11. Why should people care about the article? What is the importance, impact or significance of the article for you, for your community and for the scientific community?

Possible student response: All life on Earth depends on the sun, so it is in our own best interest to understand how it works. Along the way, we might learn more about the characteristics of stars that make orbiting planets more or less conducive to life, how to design spacecraft that could collect solar energy and send it to Earth or how to design new heat resistant materials for applications such as engines and power plants.

12. Based on information in the article or on your own ideas, in what direction(s) could this scientific work go in the future? What practical applications could the research have?

Possible student response: The Parker Solar Probe could help to inform potential missions of future space probes. Knowing more information about our own star could better inform us about stars in other solar systems. Once the probe’s data are transmitted back to Earth, scientists will be able to learn more about the sun’s super-heated atmosphere and the solar wind. That information may help scientists better predict space-weather events that could affect space mission or even extreme weather events on Earth.
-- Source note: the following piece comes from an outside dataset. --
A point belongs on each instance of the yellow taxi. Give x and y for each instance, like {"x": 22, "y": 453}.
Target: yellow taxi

13. What questions remain unanswered and what new questions need to be addressed?

Possible student response: How much closer could a probe get to the sun, and what design and materials would help it get as close as possible? Instead of the white ceramic face of the heat shield, would a highly reflective surface work better, or a surface designed to reflect a wide range of wavelengths of electromagnetic radiation? Could the heat shield be thicker, or could there be a series of heat shields? Could the spacecraft generate a magnetic field strong enough to protect it from most high-energy charged particles? Could the radiator be made much larger and extended far out behind the probe in the shadow of the heat shield?

14. What related work might you or other students be able to do, perhaps as a science fair project?
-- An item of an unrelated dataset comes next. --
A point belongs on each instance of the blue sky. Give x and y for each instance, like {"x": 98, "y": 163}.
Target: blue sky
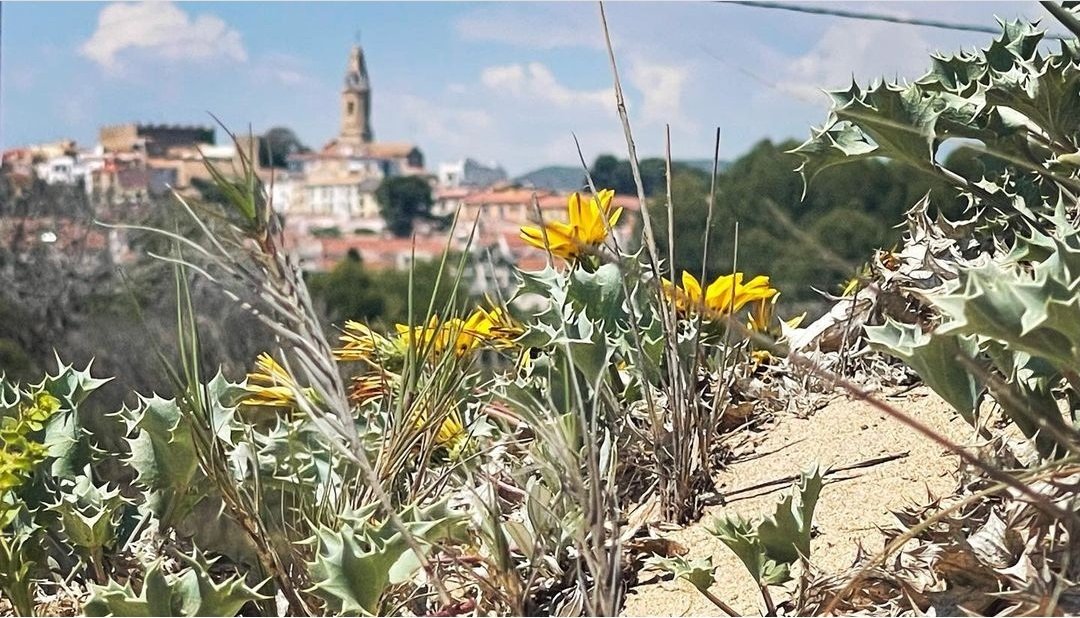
{"x": 490, "y": 80}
Possible student response: I could design, make and test a model of a heat shield using materials similar to the solar probe’s shield. Or I could design and model other scientific instruments or new scientific instruments. Experimental testing of any space probe instrument model should include calculations and/or explanations about how different the space environment would be from the testing environment.

NGSS-specific questions:

15. Circle or highlight scientific processes that are covered in the article. Such processes may include asking questions and defining problems, developing and using models, planning and carrying out investigations, analyzing and interpreting data, using mathematics and computational thinking, constructing explanations and designing solutions, engaging in argument from evidence, obtaining, evaluating, and communicating information. Cite an example from the text for one of the processes.

Possible student response: Asking questions and defining problems, developing and using models and planning and carrying out investigations are the scientific processes covered in the article. The article explains how researchers at the Max Planck Institute for Nuclear Physics in Heidelberg, Germany, tested telescope lens materials’ ability to withstand solar dust particles. In the experiment, fast-moving iron particles collided with candidate materials. Researchers measured the damage, which helped inform what material was best to use.

 

16. Explain how the article represents one of the following concepts: patterns; cause and effect; scale, proportion or quantity; systems and system models; matter and energy; structure and function; rates of change and stability of a system.
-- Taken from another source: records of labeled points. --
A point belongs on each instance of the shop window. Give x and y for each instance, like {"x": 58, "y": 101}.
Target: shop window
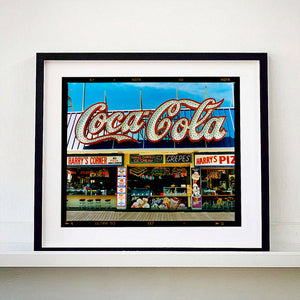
{"x": 158, "y": 187}
{"x": 91, "y": 181}
{"x": 218, "y": 189}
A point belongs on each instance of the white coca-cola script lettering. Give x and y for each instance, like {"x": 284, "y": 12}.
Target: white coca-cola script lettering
{"x": 96, "y": 125}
Possible student response: The concept of “systems and system models” is demonstrated throughout the design and testing of the Parker Solar Probe instruments. The article describes the numerous experiments used to replicate sunlike conditions that the probe will experience. For example, to model the sun’s heat, the PROMES facility in Odeillo, France allowed engineers to heat materials in a vacuum to 3000° Celsius. Modeling conditions that the probe will experience in space was very important when designing and testing the probe.